I presenti capirono di essere in una situazione piuttosto rara: non era la giustizia questa volta a sforzarsi di mettere luce negli angoli bui della natura umana, era il fondo del pozzo a risalire impetuoso verso chi si sporgeva per guardarci dentro.

L’omicida sembra perciò non rispondere passivamente alle domande che gli vengono poste; è lui a richiedere accoratamente le ragioni di quell’omicidio. Senza alcuna volontà apologetica, dunque, Lagioia fa luce non solo sul lato sconosciuto della vittima, ma anche su quello abituale dei carnefici.

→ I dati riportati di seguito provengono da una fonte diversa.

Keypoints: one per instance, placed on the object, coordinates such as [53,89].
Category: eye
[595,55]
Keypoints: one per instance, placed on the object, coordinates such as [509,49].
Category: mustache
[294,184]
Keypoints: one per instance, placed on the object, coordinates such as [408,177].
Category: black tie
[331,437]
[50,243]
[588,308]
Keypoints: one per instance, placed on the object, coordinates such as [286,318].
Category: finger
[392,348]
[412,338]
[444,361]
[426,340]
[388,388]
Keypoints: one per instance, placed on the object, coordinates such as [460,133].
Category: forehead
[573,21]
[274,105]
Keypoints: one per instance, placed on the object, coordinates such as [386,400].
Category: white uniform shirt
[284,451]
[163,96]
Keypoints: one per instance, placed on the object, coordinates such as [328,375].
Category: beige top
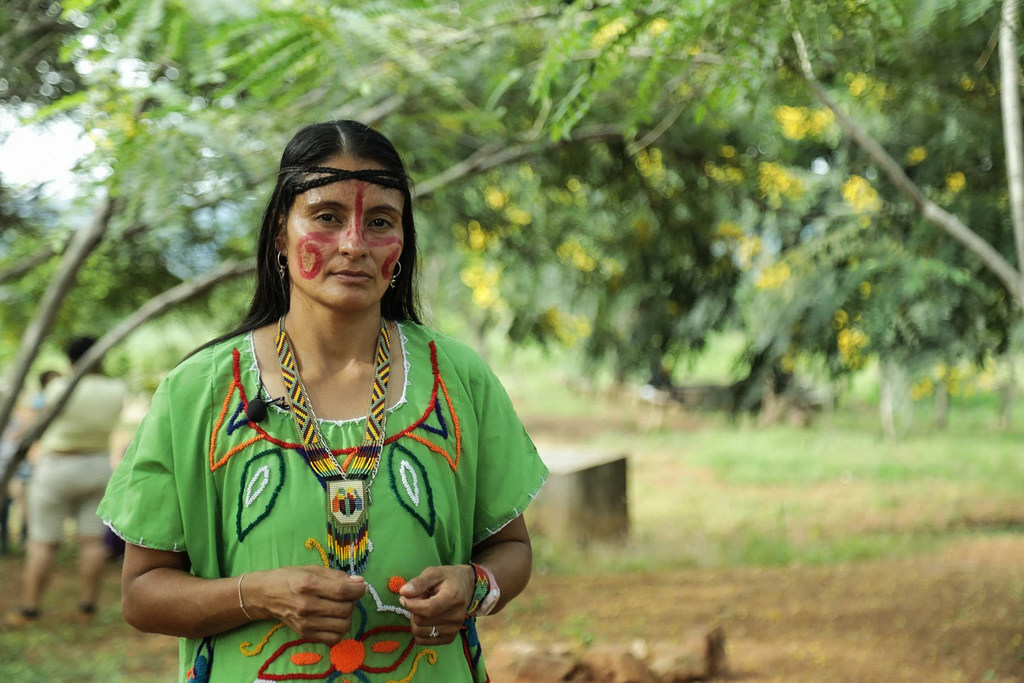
[88,419]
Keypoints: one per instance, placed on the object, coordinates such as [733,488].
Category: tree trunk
[941,404]
[83,244]
[892,398]
[1010,275]
[1008,389]
[154,307]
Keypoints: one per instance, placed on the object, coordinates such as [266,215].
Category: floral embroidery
[264,468]
[411,486]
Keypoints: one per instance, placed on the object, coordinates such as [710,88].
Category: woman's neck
[327,339]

Ed ecco subito che si aggiungono due nuove prossimità, oltre a quella spaziale delineata all’inizio del libro. La prima è la sensazione di essere dei sopravvissuti: quando ci troviamo di fronte ad un caso che ci tocca da vicino, sentiamo di averla quasi scampata. Potevo essere io, ci viene da dire. E non è solo la sensazione dello spettatore o del lettore del fatto di cronaca, ma è anche ciò che provano i reali sopravvissuti a quella che fu una vera e propria Lotteria della Morte, quella notte di marzo del 2016.

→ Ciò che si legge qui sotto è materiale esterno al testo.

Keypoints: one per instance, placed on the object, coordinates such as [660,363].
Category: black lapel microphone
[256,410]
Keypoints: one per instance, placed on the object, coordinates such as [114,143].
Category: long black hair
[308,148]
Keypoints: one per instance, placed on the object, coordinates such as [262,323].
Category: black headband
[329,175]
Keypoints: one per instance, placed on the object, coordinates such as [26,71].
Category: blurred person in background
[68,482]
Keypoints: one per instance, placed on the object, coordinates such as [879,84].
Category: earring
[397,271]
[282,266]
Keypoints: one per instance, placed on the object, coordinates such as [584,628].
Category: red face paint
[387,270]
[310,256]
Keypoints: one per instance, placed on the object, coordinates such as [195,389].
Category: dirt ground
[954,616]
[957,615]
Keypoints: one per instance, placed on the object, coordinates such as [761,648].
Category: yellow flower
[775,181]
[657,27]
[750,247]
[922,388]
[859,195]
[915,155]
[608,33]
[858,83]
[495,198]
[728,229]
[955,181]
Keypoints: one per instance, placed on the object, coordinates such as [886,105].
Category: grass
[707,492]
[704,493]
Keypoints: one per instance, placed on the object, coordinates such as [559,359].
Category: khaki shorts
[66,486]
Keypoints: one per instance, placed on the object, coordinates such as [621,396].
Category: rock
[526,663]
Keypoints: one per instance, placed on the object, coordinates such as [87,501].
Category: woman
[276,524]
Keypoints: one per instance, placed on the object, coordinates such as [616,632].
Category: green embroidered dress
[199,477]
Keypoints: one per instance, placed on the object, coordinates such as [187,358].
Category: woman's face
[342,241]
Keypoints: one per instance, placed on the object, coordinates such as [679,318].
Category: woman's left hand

Ma c’è un’altra prossimità: quella con il carnefice. Prato e Foffo, si insiste su questo senza alcuna volontà assolutoria, non paiono essere dei mostri nella loro abituale quotidianità. Allora quel potevo essere io non è da rapportare solo alla vittima. Lagioia ci invita così a guardare nell’abisso, alla ricerca dei lati oscuri del nostro animo.